2か月弱での仕上がり。襟型は入り口のトルソーに見慣れぬものがあったのでオーダーした。
「2段階ラウンド」とのこと。
 
 
通常、襟先が丸いラウンドカラーだが、これは襟先へ向かう端の線も曲線になっているというラウンドカラーである。ブリトラ。または80年代のアメリカか。
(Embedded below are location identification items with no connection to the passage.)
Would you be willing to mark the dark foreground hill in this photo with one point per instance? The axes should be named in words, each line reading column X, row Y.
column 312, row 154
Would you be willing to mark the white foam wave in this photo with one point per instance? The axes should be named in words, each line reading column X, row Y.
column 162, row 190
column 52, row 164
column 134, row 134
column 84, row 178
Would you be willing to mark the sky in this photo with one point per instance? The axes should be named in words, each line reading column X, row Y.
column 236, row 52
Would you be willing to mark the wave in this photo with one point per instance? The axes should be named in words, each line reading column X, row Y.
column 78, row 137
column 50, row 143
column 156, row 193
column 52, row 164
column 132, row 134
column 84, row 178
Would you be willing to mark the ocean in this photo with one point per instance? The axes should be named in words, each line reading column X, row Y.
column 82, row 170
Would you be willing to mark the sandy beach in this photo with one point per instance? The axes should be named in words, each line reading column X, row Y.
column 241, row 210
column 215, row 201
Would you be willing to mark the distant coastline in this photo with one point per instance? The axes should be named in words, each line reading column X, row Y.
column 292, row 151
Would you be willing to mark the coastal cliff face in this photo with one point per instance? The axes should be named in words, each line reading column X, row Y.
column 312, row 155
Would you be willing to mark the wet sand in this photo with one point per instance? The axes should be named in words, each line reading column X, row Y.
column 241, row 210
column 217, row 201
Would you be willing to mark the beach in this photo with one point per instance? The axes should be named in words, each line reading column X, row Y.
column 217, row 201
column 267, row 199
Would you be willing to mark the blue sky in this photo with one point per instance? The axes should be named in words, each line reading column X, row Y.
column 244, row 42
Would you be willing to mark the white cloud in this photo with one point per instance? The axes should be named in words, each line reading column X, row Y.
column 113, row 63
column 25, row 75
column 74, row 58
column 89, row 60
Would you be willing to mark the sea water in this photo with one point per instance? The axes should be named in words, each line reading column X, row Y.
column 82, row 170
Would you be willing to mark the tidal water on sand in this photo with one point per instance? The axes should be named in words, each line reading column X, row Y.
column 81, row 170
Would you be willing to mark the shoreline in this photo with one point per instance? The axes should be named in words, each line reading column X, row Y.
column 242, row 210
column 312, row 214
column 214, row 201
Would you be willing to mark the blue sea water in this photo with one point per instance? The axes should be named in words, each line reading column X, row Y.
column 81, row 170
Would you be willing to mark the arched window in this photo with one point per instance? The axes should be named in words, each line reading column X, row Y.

ポイントはシャツイチの時とジャケット着用時で印象が大きく違うところだそうだ。
 
 
 
 
釦がどうとか一切指定しなかったので、この辺は好感が持てる。
根巻はどれもしっかりめで綺麗な白蝶。
 
 
ガゼットはヘキサゴン。
これ、右の生地が違うのは南シャツの記事でも述べたフロントの二重仕様のために別生地を使っているからである。
 
 
しっかりと体型補正も加味してくれ、細部の指定もできる。
ギャザーなど、面倒をかける注文はしなかった。
 
 
唯一といえば、袖ぐりを深めにしたくらい。
 
 
 
前振りにはしなかった。強く言えばしてもらえる雰囲気だった。が、説明を聞き、今回のように袖ぐりを深めにするのであればあまり意味もないので・・・やめましょう、という説明を聞き、承諾した。
追加料金が無いのでもちろん工場は嫌がる。したがって店頭の販売員は出来る限り工数を削減するべく説得する。「これは意味がないのでやめましょう」ということを理屈づけて説明する。しっかりと学んでいる販売員であれば納得できる説明をしてくれるが、適当なことを言ってくる場合もある。そういう販売員は淘汰された方が良いと思うので、私の場合はその時点で注文をやめ退出する。
 
今回は正直、袖ぐりの注文をしたために比較できないのであるが、どうなのだろう。意味が無い事はないと思うのだが…。
またフィットはゆるめだった。南シャツや山神に比べ、カフ周りやAH、身幅はやや大きめ。この辺りはしっかり伝えないと作り直しを恐れて大きめに作るのだろう。又は推奨するフィットをそういうものと考えているのかもしれない。少なくとも今の私の気分ではない。
ただ、おおむね注文は聞いてくれるだろうから優良な店であることは間違いない。生地のレパートリーは結構偏っていたので南シャツが身近にある自分が利用することは無いかもしれないが、価格も手ごろだし接客も申し分ない。良い店だと思った。